For Syriza to avoid collapse or total surrender, it must be truly radical. That's the view of economics professor and Greek MP Costa Lapavistas.

WHICHEVER WAY YOU SLICE IT, the Syriza leadership has gone back on its election commitment to the Greek people to reverse the five long years of hash austerity policies that have plunged them into poverty and despair. Confronted by a savage counter offensive from its international creditors, led by Germany, Prime Minister Alexis Tsipras and Finance Minister Yanis Varoufakis blinked first and retreated.

But this is the opening battle which will now be conducted within Syriza itself. Neither Tsipras or Varoufakis can count on the support of a party that expected - and demands - more from them.

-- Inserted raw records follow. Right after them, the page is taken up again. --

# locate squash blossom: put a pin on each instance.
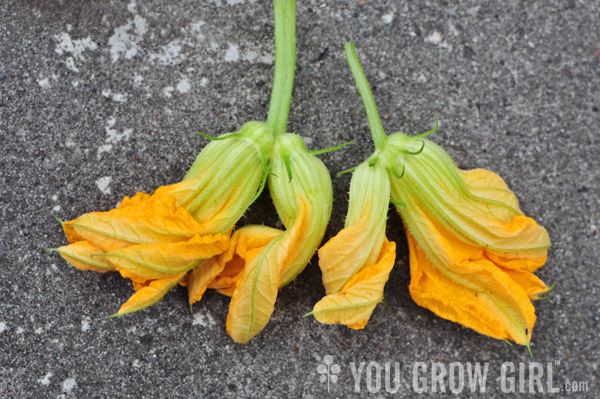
(472, 250)
(155, 240)
(301, 190)
(356, 263)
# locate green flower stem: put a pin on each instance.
(379, 137)
(285, 64)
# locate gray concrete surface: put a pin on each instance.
(100, 99)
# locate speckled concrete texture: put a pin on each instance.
(100, 99)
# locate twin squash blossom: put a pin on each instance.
(182, 233)
(472, 250)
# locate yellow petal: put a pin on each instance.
(346, 253)
(246, 243)
(141, 220)
(469, 290)
(358, 298)
(477, 205)
(532, 285)
(201, 277)
(80, 254)
(148, 295)
(254, 297)
(167, 257)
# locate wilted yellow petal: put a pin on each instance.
(358, 298)
(141, 220)
(201, 277)
(254, 297)
(458, 283)
(532, 285)
(168, 257)
(345, 254)
(246, 243)
(80, 254)
(148, 295)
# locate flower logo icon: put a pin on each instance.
(329, 371)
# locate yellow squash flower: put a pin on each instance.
(356, 263)
(155, 240)
(301, 190)
(472, 250)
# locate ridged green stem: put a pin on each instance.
(285, 64)
(379, 137)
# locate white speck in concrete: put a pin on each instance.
(75, 47)
(170, 54)
(126, 38)
(46, 379)
(103, 184)
(131, 7)
(69, 384)
(168, 91)
(85, 323)
(268, 59)
(195, 27)
(113, 135)
(388, 18)
(434, 37)
(119, 98)
(183, 86)
(232, 54)
(70, 63)
(102, 149)
(44, 83)
(251, 56)
(137, 79)
(204, 320)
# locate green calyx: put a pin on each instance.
(390, 150)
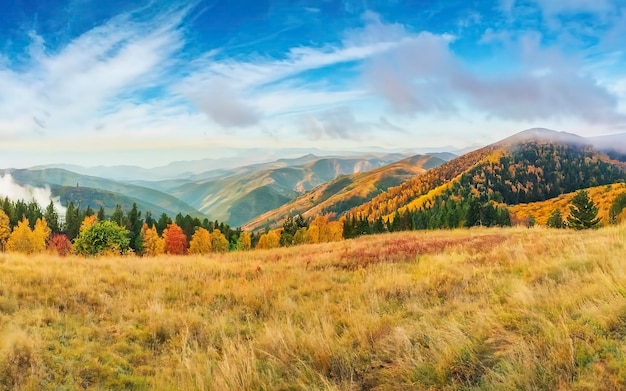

For Alexis Tspiras to claim that 'austerity has been left behind' was simply rIdiculous. Perhaps it was designed for public consumption because it convinced no one in Syriza.

Left Platform, the umbrella network for the socialist groups within Syriza, has strongly condemned the deal.

Left Platform says that Tsipras and Varoufakis have trapped the country within the constraints of neoliberal policies that Syriza had promised to overthrow. It warns that the deal has the potential to weaken Syriza's support within the Greek working class - which was responsible for propelling it to an historic election victory. And lurking in the background is the threat of an upsurge of support for the neo-fascist Golden Dawn.

It also has the potential to derail the growing momentum of the European left.

Costa Lapavistas is a prominent spokesperson for the Left Platform and a sharp critic of Varoufakis. A professor of economics, he has long favoured Greece abandoning the Euro.

Unlike Varoufakis, who seems to think it is his job to help 'stabilise' European capitalism, Lapavistas says that Syriza must offer a socialist alternative to capitalism.

In a blog post he wrote in 2013 he criticises the left for having 'no self-belief, no burning desire to change the world' and that it 'needs to demonstrate in practice that the ascendancy of neoliberalism is not inevitable. For that, however, it must offer a realistic anti-capitalist programme that takes steps in the direction of socialism."

Lapavistas is politically consistent. In a new article for The Guardian he writes that the Greek people cannot afford the conservatism of Tsipras and Varoufakis:

The most vital step is to realise that the strategy of hoping to achieve radical change within the institutional framework of the common currency has come to an end. The strategy has given us electoral success by promising to release the Greek people from austerity without having to endure a major falling-out with the eurozone. Unfortunately, events have shown beyond doubt that this is impossible, and it is time that we acknowledged reality.

For Syriza to avoid collapse or total surrender, we must be truly radical. Our strength lies exclusively in the tremendous popular support we still enjoy. The government should rapidly implement measures relieving working people from the tremendous pressures of the last few years: forbid house foreclosures, write off domestic debt, reconnect families to the electricity network, raise the minimum wage, stop privatisations. This is the programme we were elected on. Fiscal targets and monitoring by the “institutions” should take a back seat in our calculations, if we are to maintain our popular support.